Gracias al trabajo la mujer ha superado la distancia que la separaba del hombre. El trabajo no es lo único que pueda garantizarle una libertad completa.
Simone de Beauvier
Corren tiempos extraños, tan
extraños como para que muchos de los valores y principios que hasta ayer considerábamos
humanos y fundamentales no sean considerados más que cuatro tonterías que no merecen respeto
alguno. Es quizá por eso, porque andamos en tiempos revueltos, en los que se
confunde el culo con las témporas, que aquellos que, frente a determinadas posturas radicales, defendemos la igualdad absoluta entre
hombres y mujeres, sufrimos virulentos ataques. Muchas de estas feroces acometidas son llevadas a cabo por otras mujeres que, autoproclamadas adalides del feminismo y de la verdad, propugnan otro tipo de posicionamientos sobre la realidad hombres/mujeres. Estas personas suelen considerarnos menos que cero. Se nos acusa de ser las principales enemigas de los derechos de las mujeres, pero en cuanto
les preguntas a qué derechos se refieren, acaban diciendo que: a la vida; a no ser maltratadas; a vivir sin
miedo; a no ser apartadas de sus hijos; a decidir su orientación sexual; a
trabajar con iguales retribuciones que los hombres; a no ser discriminadas por razón de su sexo; a alcanzar cimas de poder en el trabajo; a desarrollarse personalmente sin
interferencias perniciosas; a gobernarse como quieran; a su independencia; a
conciliar su vida laboral con su vida familiar; a tener hijos; a no tener
hijos; a no estar sometidas al dictado de
la moda; a poder, en definitiva, hacer con libertad lo que todo ser humano quiere. Y no deja de ser interesante, porque
precisamente todo eso es lo que yo quiero, y lo quiero sin levantar banderas de
nada y sin machacar a todas esas mujeres que, queriendo lo mismo que ellas, no
aceptan ni sus formas ni consignas totalitarias y castradoras, de unas y de otros.

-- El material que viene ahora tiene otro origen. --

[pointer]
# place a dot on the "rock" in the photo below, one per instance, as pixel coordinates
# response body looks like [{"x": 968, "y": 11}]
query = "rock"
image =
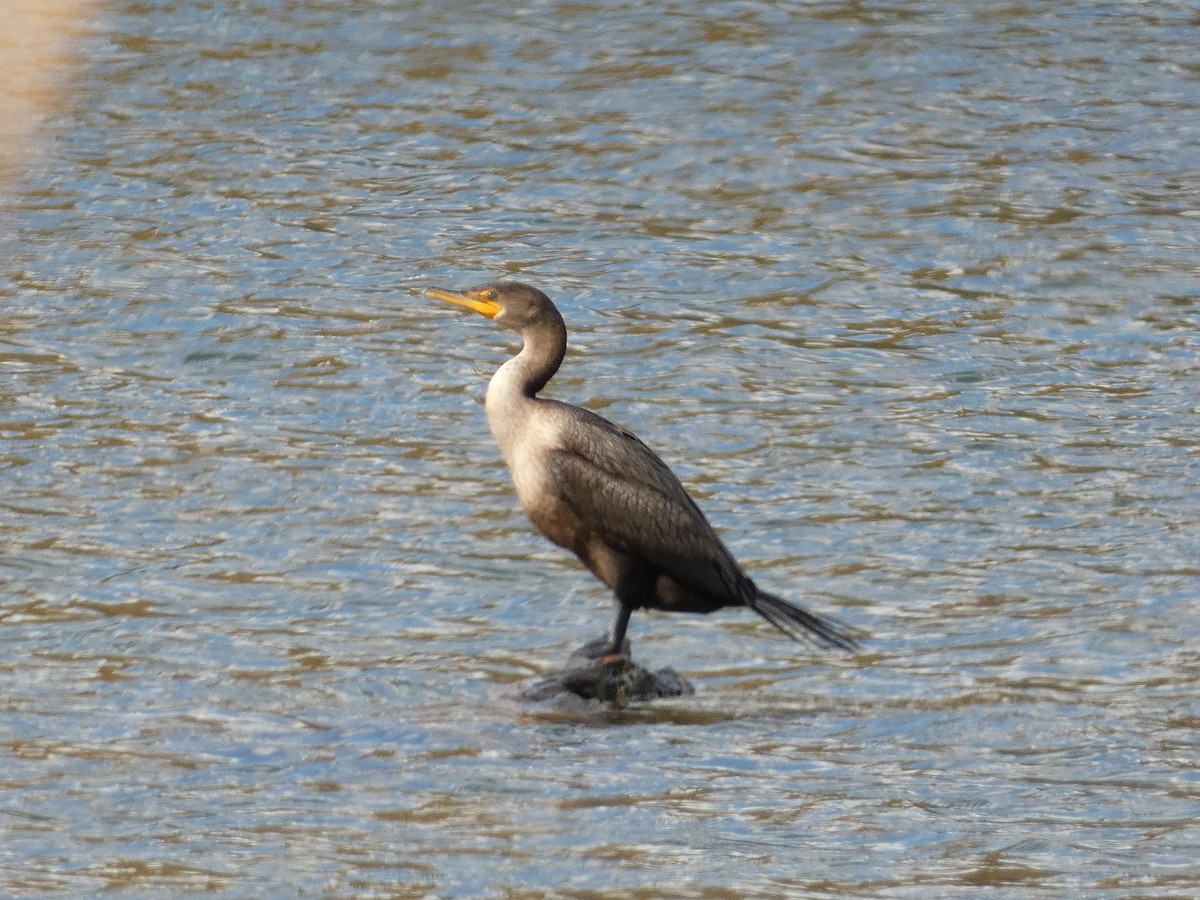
[{"x": 592, "y": 673}]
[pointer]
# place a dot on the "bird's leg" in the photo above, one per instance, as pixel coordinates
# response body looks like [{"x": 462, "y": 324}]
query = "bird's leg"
[{"x": 617, "y": 630}]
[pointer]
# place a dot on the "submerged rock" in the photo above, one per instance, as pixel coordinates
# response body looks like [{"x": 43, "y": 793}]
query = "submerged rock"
[{"x": 592, "y": 673}]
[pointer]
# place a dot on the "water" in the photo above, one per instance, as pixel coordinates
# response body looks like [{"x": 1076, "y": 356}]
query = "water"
[{"x": 905, "y": 292}]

Defender todas esas cosas que todos
queremos, nosotras y ellos, parece ser que no puede hacerse esgrimiendo que lo
que debe primar para todo ello es la igualdad. Ni sosteniendo que no se quiere ser parte de nada si no es por
la propia valía personal y profesional, porque no necesitamos cuotas que pongan
a personas que quizá no lo valen solo porque hay que cubrir un cupo. Ni se puede sostener que lo
que queremos, dentro de nuestras diferencias, es que nuestros derechos, y su
ejercicio efectivo, no dependan jamás del sexo de quien los esgrime. Necesitamos leyes que
establezcan no solo la igualdad formal entre las personas (sin distinción de su
sexo), sino un sistema que lo garantice con un exquisito rigor (incluso con reconocimiento retroactivo) y que sancione, de un modo
ejemplar, las vulneraciones que contra este derecho fundamental se produzcan.
Sin
embargo, en estos días de polémicas encendidas, pensar de esta manera es una
mala cosa, sobre todo si eres mujer. Pues terminar vilipendiada y señalada por
el dedo de otra fémina que sostenga (porque cree que su postura es mejor que la
tuya) que eres consecuencia del maldito
heteropatriarcado y que tiene la sesera medio seca, aunque lleves media vida partiéndote
la espalda para que ella pueda sostener lo que le de la gana en absoluta libertad.